In the technical scheme, further, in the method for preparing the catalyst, the gamma-alumina is soaked in an aqueous solution prepared from ferric trichloride hexahydrate and potassium chloride for 5-10 hours; preferably, the soaking temperature is 40-50 ℃; preferably, after the filtration, washing with gamma-alumina 2.0 to 3.0 times by mass of water is used.

In the above technical solution, further, in the method for preparing the catalyst, the γ -alumina after washing with water is heated at 400-.

A second aspect of the present invention is to protect the catalyst obtained by the above-described production method.

The third aspect of the invention is to protect the use of the catalyst obtained by the above preparation method for the synthesis of 2, 5-dihydrofuran.

For the above-mentioned application, further, the catalyst is filled in a tubular reactor, activated by introducing hydrogen in a heated state, then replaced with nitrogen, the temperature of the reaction tube is further increased, and then 1, 4-butenediol is continuously introduced to continuously obtain 2, 5-dihydrofuran at the end of the reaction tube. The reaction equation is:

for the application, further, the method for synthesizing 2, 5-dihydrofuran comprises the steps of filling the modified gamma-alumina catalyst into a tubular reactor, introducing hydrogen and controlling the space velocity to be 10.0-20.0h^-1The activation temperature is 50-60 ℃, and the activation time is 2-3 h.

For the above applications, further, the method for synthesizing 2, 5-dihydrofuran, activated gamma-alumina catalyst, is switched to nitrogen gas space velocity controlled at 10.0-20.0h^-1Keeping 1.0-2.0h to completely replace the residual hydrogen in the catalyst and the reaction tube, and then further heating the reaction tube to 220-270 ℃.

For the above applications, further, the method for synthesizing 2, 5-dihydrofuran comprises the steps of heating the reaction tube to 220-270 ℃, and then continuously introducing 1, 4-butylene glycol, wherein the space velocity is controlled to be 15-20h^-1And collecting the generated 2, 5-dihydrofuran crude product at the tail end of the reaction tube.

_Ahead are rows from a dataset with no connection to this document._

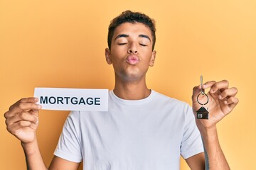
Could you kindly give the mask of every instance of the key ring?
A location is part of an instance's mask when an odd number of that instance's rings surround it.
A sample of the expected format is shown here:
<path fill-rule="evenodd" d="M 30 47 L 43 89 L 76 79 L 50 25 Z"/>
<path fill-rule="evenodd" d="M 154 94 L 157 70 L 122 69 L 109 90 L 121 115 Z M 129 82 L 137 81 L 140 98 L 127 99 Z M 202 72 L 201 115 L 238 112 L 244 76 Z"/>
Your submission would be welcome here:
<path fill-rule="evenodd" d="M 206 103 L 203 104 L 203 103 L 201 103 L 199 102 L 199 101 L 198 101 L 198 97 L 199 97 L 200 95 L 206 96 L 206 97 L 207 97 L 207 101 L 206 101 Z M 202 106 L 204 106 L 204 105 L 206 105 L 206 104 L 207 104 L 207 103 L 208 103 L 208 101 L 209 101 L 209 97 L 208 96 L 208 95 L 207 95 L 206 94 L 199 94 L 197 98 L 196 98 L 196 101 L 197 101 L 197 102 L 198 102 L 199 104 L 201 104 L 201 105 L 202 105 Z"/>

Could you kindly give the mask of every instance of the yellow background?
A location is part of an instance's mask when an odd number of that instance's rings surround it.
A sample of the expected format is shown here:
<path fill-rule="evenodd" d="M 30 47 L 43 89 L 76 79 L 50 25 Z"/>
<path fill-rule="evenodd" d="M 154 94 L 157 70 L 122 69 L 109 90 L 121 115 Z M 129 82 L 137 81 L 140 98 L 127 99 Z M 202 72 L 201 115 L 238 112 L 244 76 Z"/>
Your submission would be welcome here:
<path fill-rule="evenodd" d="M 191 103 L 192 88 L 228 79 L 240 103 L 218 126 L 232 169 L 256 169 L 256 1 L 0 0 L 0 169 L 25 169 L 20 142 L 3 114 L 35 87 L 112 89 L 104 51 L 110 21 L 126 9 L 156 21 L 149 87 Z M 68 112 L 40 113 L 38 138 L 53 157 Z M 181 161 L 181 169 L 188 169 Z"/>

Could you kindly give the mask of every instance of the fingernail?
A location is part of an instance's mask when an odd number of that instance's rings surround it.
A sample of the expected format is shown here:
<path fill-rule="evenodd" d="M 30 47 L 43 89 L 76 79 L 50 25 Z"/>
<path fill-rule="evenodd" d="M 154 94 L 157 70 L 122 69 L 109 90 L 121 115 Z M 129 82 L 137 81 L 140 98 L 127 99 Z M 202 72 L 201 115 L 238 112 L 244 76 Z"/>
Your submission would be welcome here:
<path fill-rule="evenodd" d="M 222 98 L 223 98 L 220 94 L 219 96 L 218 96 L 218 98 L 219 99 L 222 99 Z"/>
<path fill-rule="evenodd" d="M 41 109 L 42 108 L 42 106 L 41 105 L 38 105 L 38 109 Z"/>

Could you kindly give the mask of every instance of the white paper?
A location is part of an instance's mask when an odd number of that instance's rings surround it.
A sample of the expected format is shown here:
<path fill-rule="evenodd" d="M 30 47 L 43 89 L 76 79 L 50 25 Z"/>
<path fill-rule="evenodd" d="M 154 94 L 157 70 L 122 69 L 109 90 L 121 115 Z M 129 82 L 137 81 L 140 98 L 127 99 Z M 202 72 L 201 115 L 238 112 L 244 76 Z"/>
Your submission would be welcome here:
<path fill-rule="evenodd" d="M 35 88 L 42 109 L 107 111 L 108 89 Z"/>

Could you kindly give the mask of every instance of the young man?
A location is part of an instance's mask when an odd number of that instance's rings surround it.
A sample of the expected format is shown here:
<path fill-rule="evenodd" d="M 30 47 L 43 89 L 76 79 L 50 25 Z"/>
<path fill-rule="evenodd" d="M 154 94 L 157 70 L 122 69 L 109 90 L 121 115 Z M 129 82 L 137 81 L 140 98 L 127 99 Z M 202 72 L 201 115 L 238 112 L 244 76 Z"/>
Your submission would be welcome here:
<path fill-rule="evenodd" d="M 205 169 L 205 156 L 206 169 L 229 169 L 216 123 L 238 103 L 237 89 L 228 88 L 227 81 L 196 86 L 193 110 L 150 90 L 146 73 L 156 58 L 155 41 L 154 23 L 144 14 L 127 11 L 112 21 L 105 57 L 113 65 L 115 86 L 109 110 L 71 112 L 49 169 L 78 169 L 82 161 L 88 170 L 179 169 L 181 154 L 191 169 Z M 201 88 L 210 88 L 209 120 L 195 120 Z M 4 116 L 8 130 L 21 141 L 28 169 L 38 170 L 47 167 L 36 141 L 37 101 L 21 99 Z"/>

The invention has the following advantages:

1. the catalyst carrier is cheap and easy to obtain, the preparation process is simple, and after the active component is soaked in the carrier, the carrier is filtered, washed and heated at high temperature without special process operation.

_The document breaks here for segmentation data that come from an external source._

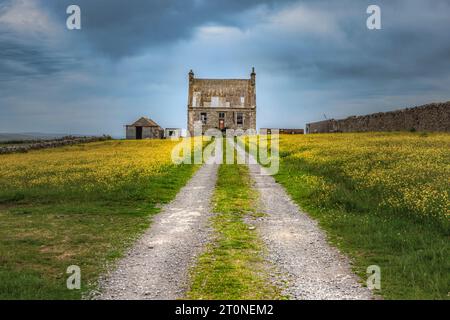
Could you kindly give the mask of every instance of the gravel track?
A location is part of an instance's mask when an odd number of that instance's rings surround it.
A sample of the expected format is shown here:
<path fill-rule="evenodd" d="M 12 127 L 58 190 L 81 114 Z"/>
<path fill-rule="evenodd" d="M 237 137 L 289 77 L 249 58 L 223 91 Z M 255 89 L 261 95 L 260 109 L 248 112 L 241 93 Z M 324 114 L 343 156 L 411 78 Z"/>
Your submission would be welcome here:
<path fill-rule="evenodd" d="M 209 242 L 208 219 L 217 169 L 216 164 L 204 164 L 163 207 L 117 268 L 100 280 L 95 299 L 183 298 L 189 268 Z"/>
<path fill-rule="evenodd" d="M 237 146 L 238 153 L 245 151 Z M 253 159 L 252 159 L 253 160 Z M 317 222 L 302 212 L 264 169 L 247 161 L 265 215 L 254 223 L 267 246 L 267 259 L 278 269 L 276 283 L 296 300 L 372 299 L 352 273 L 349 260 L 329 245 Z"/>

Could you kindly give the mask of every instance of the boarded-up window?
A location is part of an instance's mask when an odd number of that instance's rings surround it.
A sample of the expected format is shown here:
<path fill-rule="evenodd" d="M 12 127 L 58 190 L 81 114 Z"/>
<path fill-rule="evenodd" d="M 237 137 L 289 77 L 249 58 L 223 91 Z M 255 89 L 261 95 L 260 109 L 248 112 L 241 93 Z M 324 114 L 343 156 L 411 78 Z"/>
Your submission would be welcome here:
<path fill-rule="evenodd" d="M 208 115 L 206 114 L 206 112 L 202 112 L 200 114 L 200 121 L 202 122 L 202 124 L 206 124 L 206 122 L 208 121 Z"/>
<path fill-rule="evenodd" d="M 244 124 L 244 114 L 242 112 L 238 112 L 236 115 L 236 124 L 243 125 Z"/>
<path fill-rule="evenodd" d="M 211 107 L 212 108 L 219 107 L 219 97 L 211 97 Z"/>
<path fill-rule="evenodd" d="M 193 107 L 199 107 L 200 101 L 201 101 L 202 93 L 201 92 L 194 92 L 194 95 L 192 97 L 192 106 Z"/>

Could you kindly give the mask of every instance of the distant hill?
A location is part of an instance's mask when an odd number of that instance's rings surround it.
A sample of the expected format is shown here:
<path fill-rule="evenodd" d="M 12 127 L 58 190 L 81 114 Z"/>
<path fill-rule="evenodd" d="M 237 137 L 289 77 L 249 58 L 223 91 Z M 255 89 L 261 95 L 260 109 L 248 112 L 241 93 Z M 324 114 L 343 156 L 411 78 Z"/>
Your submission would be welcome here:
<path fill-rule="evenodd" d="M 0 141 L 51 140 L 62 138 L 67 135 L 68 134 L 41 133 L 41 132 L 0 133 Z M 71 134 L 71 136 L 80 137 L 82 135 Z"/>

2. The catalyst prepared by the method has heavy feed endThe space velocity reaches 15h^-1The product yield is more than 98 percent, the continuous operation is carried out for 40 hours, the yield is not obviously reduced, and the method has the potential of further enlarging production.

Detailed Description

The following non-limiting examples are presented to enable those of ordinary skill in the art to more fully understand the present invention and are not intended to limit the invention in any way.